The UK National COVID-19 Testing Scientific Advisory Panel is weighing in on this: “Evaluation of antibody testing for SARS-CoV-2 using ELISA and lateral flow immunoassays.”

“If antibody tests were deployed as an individual-level approach to inform release from quarantine, then high specificity is essential, as false-positive results return non-immune individuals to risk of exposure. For this reason, the UK Medicines and Healthcare products Regulatory Agency has set a minimum 98% specificity threshold for LFIAs. […] The early promise of lateral flow immunoassay (LFIA) devices has been questioned following concerns about sensitivity and specificity.”

“We tested plasma for SARS-Cov-2 IgM and IgG antibodies by ELISA and using nine different commercially available LFIA devices. […] Point estimates for the sensitivity of LFIA devices ranged from 55-70% versus RT-PCR and 65-85% versus ELISA, with specificity 95-100% and 93-100% respectively.”

 



Antibody testing

 

Meta Analysis of Different Antibody Tests

Antibody tests in detecting SARS-CoV-2 infection: a meta-analysis. Researchers scanned all of the published research and “identified 38 eligible studies that include data from 7,848 individuals.”

“We evaluated IgM and IgG tests based on Enzyme-linked immunosorbent assay (ELISA), Chemiluminescence Enzyme Immunoassays (CLIA), Fluorescence Immunoassays (FIA) and the point-of-care (POC) Lateral Flow Immunoassays (LFIA) that are based on immunochromatography. […] IgG tests perform better compared to IgM ones, and show better sensitivity when the samples were taken longer after the onset of symptoms. […] ELISA- and CLIA-based methods performed better in terms of sensitivity (90-94%) followed by LFIA and FIA with sensitivities ranging from 80% to 86%. ELISA tests could be a safer choice at this stage of the pandemic.”

Here is a solid background briefing on antibody testing to help you get up to speed: Q&A on COVID-19 Antibody Tests from factcheck.org.


When it Comes to Antibodies: No Testing is Better Than Bad Testing?

“No test is better than a bad test”: Impact of diagnostic uncertainty in mass testing on the spread of Covid-19. “Diagnostic uncertainty can have a large effect on the epidemic dynamics of Covid-19 within the UK. The dynamics of the epidemic are more sensitive to test performance and targeting than test capacity. The quantity of tests is not a substitute for an effective strategy. Poorly targeted testing has the propensity to exacerbate the peak in infections. Interpretation: The assessment that ‘no test is better than a bad test’ is broadly supported by the present analysis. Antibody testing is unlikely to be a solution to the lock-down, regardless of test quality or capacity. A well designed active viral testing strategy combined with incremental relaxation of the lock-down measures is shown to be a potential strategy to restore some social activity whilst continuing to keep infections low.”

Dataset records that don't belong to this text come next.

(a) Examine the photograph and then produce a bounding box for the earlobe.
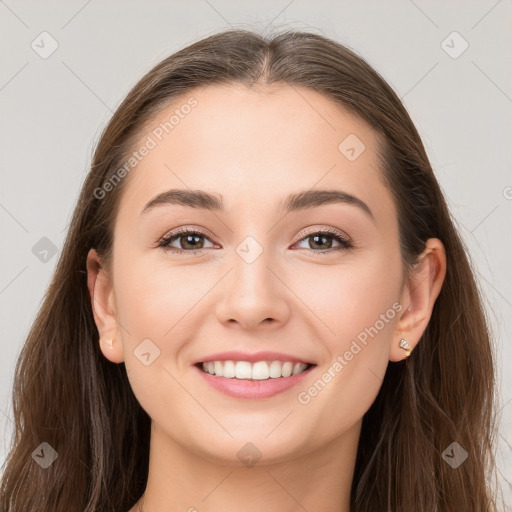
[389,238,446,361]
[87,249,124,363]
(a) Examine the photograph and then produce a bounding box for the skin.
[87,85,446,512]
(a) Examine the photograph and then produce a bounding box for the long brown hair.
[0,29,496,512]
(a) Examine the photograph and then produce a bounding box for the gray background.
[0,0,512,504]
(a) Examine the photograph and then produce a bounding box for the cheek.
[290,251,402,344]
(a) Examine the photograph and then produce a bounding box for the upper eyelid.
[159,226,352,248]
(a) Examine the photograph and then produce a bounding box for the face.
[93,85,407,463]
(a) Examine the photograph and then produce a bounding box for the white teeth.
[202,361,308,380]
[281,362,293,377]
[236,361,252,379]
[222,361,236,379]
[252,361,270,380]
[268,361,283,379]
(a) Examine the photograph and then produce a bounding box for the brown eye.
[292,231,352,254]
[158,229,213,253]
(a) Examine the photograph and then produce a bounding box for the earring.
[399,339,411,359]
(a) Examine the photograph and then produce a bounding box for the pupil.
[185,235,201,248]
[313,235,330,249]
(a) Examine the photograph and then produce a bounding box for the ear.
[389,238,446,361]
[87,249,124,363]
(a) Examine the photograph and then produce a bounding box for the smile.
[199,361,313,380]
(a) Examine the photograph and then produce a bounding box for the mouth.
[195,360,316,381]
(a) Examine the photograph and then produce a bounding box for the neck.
[134,422,361,512]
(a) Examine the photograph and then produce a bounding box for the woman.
[0,30,496,512]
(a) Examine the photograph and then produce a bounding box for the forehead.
[121,84,390,220]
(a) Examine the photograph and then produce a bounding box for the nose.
[216,251,290,330]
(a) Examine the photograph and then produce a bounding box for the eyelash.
[157,228,353,255]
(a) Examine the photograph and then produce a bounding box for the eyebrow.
[141,189,375,221]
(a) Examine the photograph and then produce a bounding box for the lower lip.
[194,366,315,399]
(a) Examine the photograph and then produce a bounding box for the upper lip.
[193,350,315,364]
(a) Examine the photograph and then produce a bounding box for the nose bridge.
[217,236,289,327]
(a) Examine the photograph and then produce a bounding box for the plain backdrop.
[0,0,512,503]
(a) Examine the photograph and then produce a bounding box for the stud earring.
[399,339,411,359]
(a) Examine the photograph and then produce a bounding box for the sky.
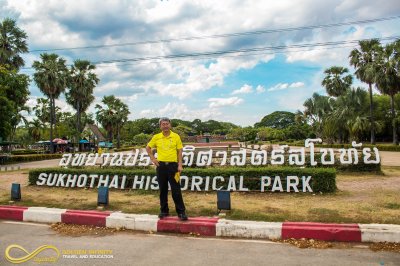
[0,0,400,126]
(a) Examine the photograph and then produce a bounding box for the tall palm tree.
[0,18,28,69]
[96,95,130,148]
[65,60,99,147]
[322,66,353,97]
[330,88,370,141]
[349,39,381,144]
[28,119,43,141]
[375,40,400,145]
[303,93,332,136]
[32,53,68,152]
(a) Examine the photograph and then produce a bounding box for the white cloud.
[232,84,253,95]
[256,85,265,93]
[289,82,304,88]
[140,102,222,121]
[208,97,243,108]
[268,82,304,91]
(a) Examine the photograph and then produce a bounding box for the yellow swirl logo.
[5,244,60,264]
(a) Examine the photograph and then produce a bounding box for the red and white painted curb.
[0,206,400,243]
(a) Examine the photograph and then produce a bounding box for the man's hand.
[151,158,160,167]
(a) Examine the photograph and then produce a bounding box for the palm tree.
[32,53,68,152]
[32,98,50,126]
[65,60,99,147]
[0,18,28,69]
[322,66,353,97]
[96,95,130,148]
[303,93,332,136]
[11,105,31,140]
[349,39,381,144]
[330,88,370,141]
[375,40,400,145]
[28,119,42,141]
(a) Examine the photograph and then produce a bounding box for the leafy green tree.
[96,95,130,148]
[65,60,99,141]
[28,119,43,142]
[0,95,13,141]
[228,127,257,141]
[32,53,68,152]
[254,111,296,129]
[375,41,400,145]
[0,18,28,70]
[303,93,332,137]
[322,66,353,97]
[133,133,152,145]
[0,64,29,139]
[349,39,381,144]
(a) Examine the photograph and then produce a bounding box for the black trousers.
[157,162,185,214]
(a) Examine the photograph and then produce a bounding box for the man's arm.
[146,146,160,166]
[178,149,183,173]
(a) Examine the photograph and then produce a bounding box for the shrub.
[29,167,336,192]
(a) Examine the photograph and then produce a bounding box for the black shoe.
[158,212,169,219]
[178,213,188,221]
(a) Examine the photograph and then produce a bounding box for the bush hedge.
[29,167,336,192]
[3,153,62,164]
[315,144,400,151]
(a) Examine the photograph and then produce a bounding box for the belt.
[158,161,177,165]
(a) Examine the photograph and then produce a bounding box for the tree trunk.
[368,83,375,145]
[117,126,120,149]
[50,95,54,153]
[53,97,57,140]
[107,125,113,142]
[76,101,82,152]
[390,94,399,145]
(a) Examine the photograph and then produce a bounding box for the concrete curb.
[0,205,400,243]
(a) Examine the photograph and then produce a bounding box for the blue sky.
[0,0,400,126]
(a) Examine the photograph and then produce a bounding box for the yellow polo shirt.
[147,131,183,162]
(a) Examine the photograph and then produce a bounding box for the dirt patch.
[275,238,400,253]
[50,223,126,236]
[336,176,400,192]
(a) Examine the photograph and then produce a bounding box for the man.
[146,117,188,221]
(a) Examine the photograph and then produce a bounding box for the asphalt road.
[0,220,400,266]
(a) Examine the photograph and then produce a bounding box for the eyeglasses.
[158,117,171,125]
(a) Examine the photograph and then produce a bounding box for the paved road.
[0,221,400,266]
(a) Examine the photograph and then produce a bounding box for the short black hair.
[158,116,171,125]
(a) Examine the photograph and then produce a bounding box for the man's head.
[158,117,171,132]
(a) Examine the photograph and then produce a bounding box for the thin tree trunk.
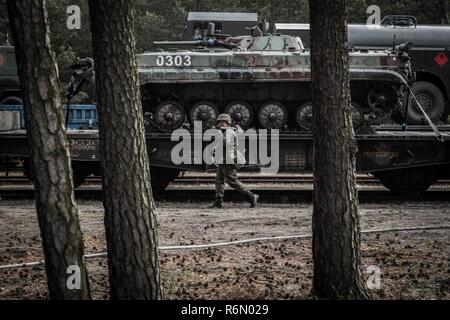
[89,0,162,299]
[8,0,90,299]
[437,0,450,24]
[309,0,368,299]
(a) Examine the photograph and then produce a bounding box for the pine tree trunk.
[8,0,90,299]
[89,0,162,299]
[309,0,369,299]
[437,0,450,24]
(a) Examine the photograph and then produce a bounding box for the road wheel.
[408,81,445,124]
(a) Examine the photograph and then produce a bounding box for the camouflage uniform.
[212,114,259,208]
[216,164,247,198]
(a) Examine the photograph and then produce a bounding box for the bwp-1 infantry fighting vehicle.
[138,26,413,132]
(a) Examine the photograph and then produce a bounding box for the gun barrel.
[153,40,205,46]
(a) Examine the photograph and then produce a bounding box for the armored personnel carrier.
[137,27,413,132]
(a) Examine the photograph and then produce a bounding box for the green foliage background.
[0,0,450,99]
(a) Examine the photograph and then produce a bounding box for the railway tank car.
[137,24,413,132]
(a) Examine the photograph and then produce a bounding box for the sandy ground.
[0,200,450,299]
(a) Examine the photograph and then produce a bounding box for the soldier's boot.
[208,197,223,209]
[245,190,259,208]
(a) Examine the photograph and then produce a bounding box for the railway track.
[0,173,450,202]
[0,175,379,186]
[0,186,450,203]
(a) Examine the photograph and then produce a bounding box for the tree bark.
[309,0,369,299]
[437,0,450,24]
[8,0,90,299]
[89,0,162,299]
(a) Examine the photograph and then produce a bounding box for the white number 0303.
[156,56,192,67]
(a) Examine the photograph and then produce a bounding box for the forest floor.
[0,200,450,299]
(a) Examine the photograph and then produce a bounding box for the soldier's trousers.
[216,165,247,198]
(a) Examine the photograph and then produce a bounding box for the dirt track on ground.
[0,200,450,299]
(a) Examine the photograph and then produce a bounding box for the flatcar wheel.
[373,167,437,197]
[258,101,287,129]
[189,101,219,129]
[154,101,185,132]
[297,102,313,132]
[225,101,254,129]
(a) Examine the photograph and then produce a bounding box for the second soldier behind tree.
[211,114,259,208]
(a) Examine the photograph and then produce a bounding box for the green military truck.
[0,46,22,105]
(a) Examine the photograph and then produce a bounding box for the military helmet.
[217,113,231,125]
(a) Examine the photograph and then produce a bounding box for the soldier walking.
[211,114,259,208]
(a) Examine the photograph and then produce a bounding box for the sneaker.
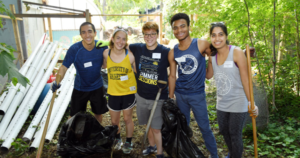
[156,154,165,158]
[225,153,230,158]
[113,139,123,150]
[143,145,157,156]
[122,142,132,154]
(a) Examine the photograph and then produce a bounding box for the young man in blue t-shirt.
[52,22,108,123]
[129,22,170,158]
[168,13,218,158]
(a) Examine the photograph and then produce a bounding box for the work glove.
[96,40,109,49]
[248,101,258,118]
[51,81,61,93]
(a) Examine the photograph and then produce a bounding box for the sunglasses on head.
[210,21,225,26]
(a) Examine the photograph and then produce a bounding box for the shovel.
[246,45,258,158]
[142,80,167,154]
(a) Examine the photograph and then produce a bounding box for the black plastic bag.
[161,99,205,158]
[57,112,118,157]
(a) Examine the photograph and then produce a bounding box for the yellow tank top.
[107,50,137,96]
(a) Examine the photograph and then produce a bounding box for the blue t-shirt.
[129,43,170,100]
[174,38,206,95]
[63,41,107,91]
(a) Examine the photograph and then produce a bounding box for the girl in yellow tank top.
[102,28,137,154]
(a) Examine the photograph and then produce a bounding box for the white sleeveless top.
[212,46,248,112]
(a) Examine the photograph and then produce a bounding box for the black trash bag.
[162,99,193,138]
[57,112,118,157]
[161,99,205,158]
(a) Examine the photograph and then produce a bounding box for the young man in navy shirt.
[52,22,108,123]
[168,13,218,158]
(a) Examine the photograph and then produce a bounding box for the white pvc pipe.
[0,91,8,106]
[1,48,62,152]
[34,68,76,138]
[46,83,74,142]
[0,41,52,139]
[0,41,49,115]
[29,83,74,151]
[23,65,73,141]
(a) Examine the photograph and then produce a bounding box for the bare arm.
[102,49,108,69]
[128,51,136,73]
[55,65,68,83]
[168,49,177,98]
[205,56,214,79]
[233,48,250,101]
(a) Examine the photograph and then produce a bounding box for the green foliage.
[0,0,29,87]
[9,138,29,157]
[164,0,300,116]
[243,114,300,157]
[0,43,29,87]
[0,0,15,28]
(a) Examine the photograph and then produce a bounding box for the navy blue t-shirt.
[63,41,107,91]
[129,43,170,100]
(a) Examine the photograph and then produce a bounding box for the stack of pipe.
[0,37,68,152]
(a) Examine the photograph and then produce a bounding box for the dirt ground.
[0,90,252,158]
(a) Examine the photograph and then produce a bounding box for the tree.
[0,0,29,87]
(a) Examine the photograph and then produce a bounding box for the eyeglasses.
[210,21,225,26]
[144,33,157,37]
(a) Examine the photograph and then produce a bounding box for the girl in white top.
[206,22,258,158]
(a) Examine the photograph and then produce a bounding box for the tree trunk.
[244,0,266,95]
[100,0,106,22]
[272,0,276,108]
[295,8,300,96]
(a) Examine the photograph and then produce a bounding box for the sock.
[116,133,121,139]
[126,137,132,144]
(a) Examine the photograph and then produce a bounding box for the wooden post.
[42,13,47,33]
[159,13,163,44]
[191,14,194,31]
[9,4,24,67]
[85,9,90,22]
[48,18,53,42]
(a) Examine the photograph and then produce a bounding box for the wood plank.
[15,14,85,18]
[159,13,163,44]
[92,14,160,16]
[0,14,23,20]
[48,18,53,42]
[22,1,84,13]
[9,4,24,67]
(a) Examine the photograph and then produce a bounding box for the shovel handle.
[36,75,60,158]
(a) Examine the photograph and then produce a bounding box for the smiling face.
[172,19,190,41]
[111,31,127,50]
[143,29,158,50]
[210,27,227,49]
[80,24,96,46]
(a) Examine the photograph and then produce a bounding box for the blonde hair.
[142,22,159,34]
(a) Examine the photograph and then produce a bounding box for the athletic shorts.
[135,93,164,129]
[107,94,136,112]
[70,86,108,116]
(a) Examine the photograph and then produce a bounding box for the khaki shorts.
[135,93,164,129]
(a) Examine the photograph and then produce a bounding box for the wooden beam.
[23,1,84,13]
[48,18,53,42]
[85,9,90,22]
[159,13,163,44]
[92,14,160,16]
[9,4,24,67]
[42,13,47,33]
[0,15,23,20]
[15,14,85,18]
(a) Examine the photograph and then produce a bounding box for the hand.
[51,81,61,93]
[248,101,258,118]
[96,40,109,49]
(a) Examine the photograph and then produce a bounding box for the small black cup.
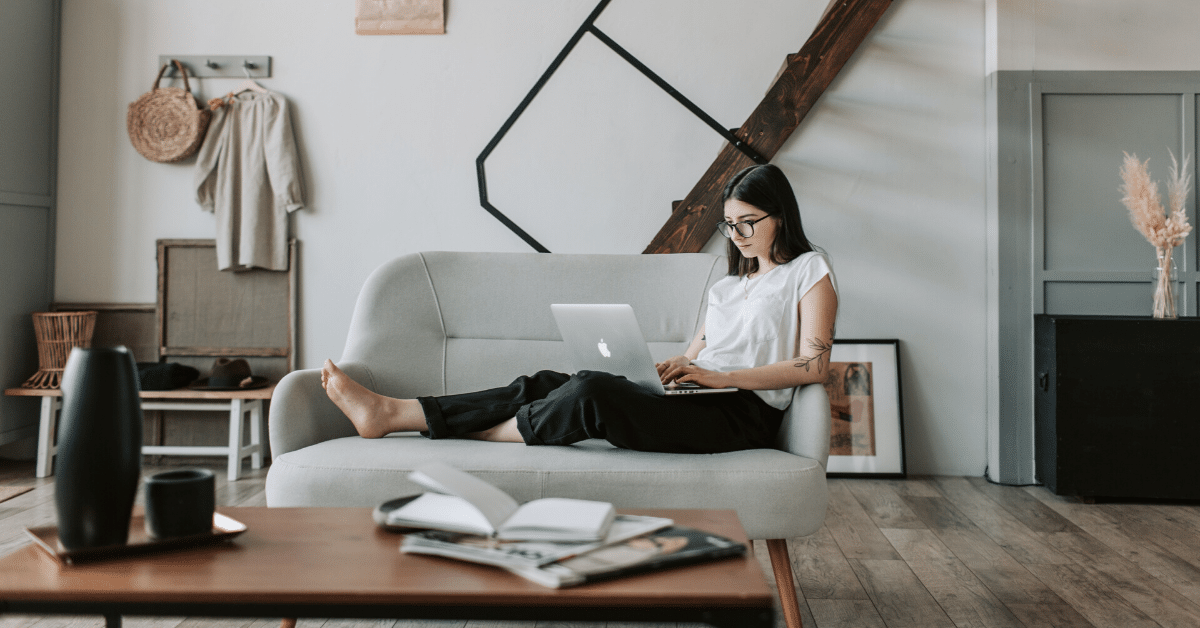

The research is very well covered in this article where you can read more about the policy implications of this study.


Continuous Temperature Monitoring

Continuous temperature monitoring by a wearable device for early detection of febrile events in the SARS-CoV-2 outbreak in Taiwan, 2020. “The HEARThermo, a watch-like wearable device, can measure body surface temperature and heart rate every 10s with good test-retest reliability and adequate criterion validity.” It can continuously monitor a person’s temperature to see if there are significant increases over time which may be indicative of COVID-19. Below is a sample graph from the paper of a subject’s temperature over time.

 



Continuous temperature monitoring

 


Some Good News

All essential workers in England will now be able to get tested. The British Medical Journal noted: “All key workers in England and members of their households who are showing symptoms of COVID-19 will now be able to get tested for the virus, the government has promised. This widening of access, enabled by an increase in capacity, comes as the government is under pressure to meet its target to carry out 100 000 tests a day by the end of April.”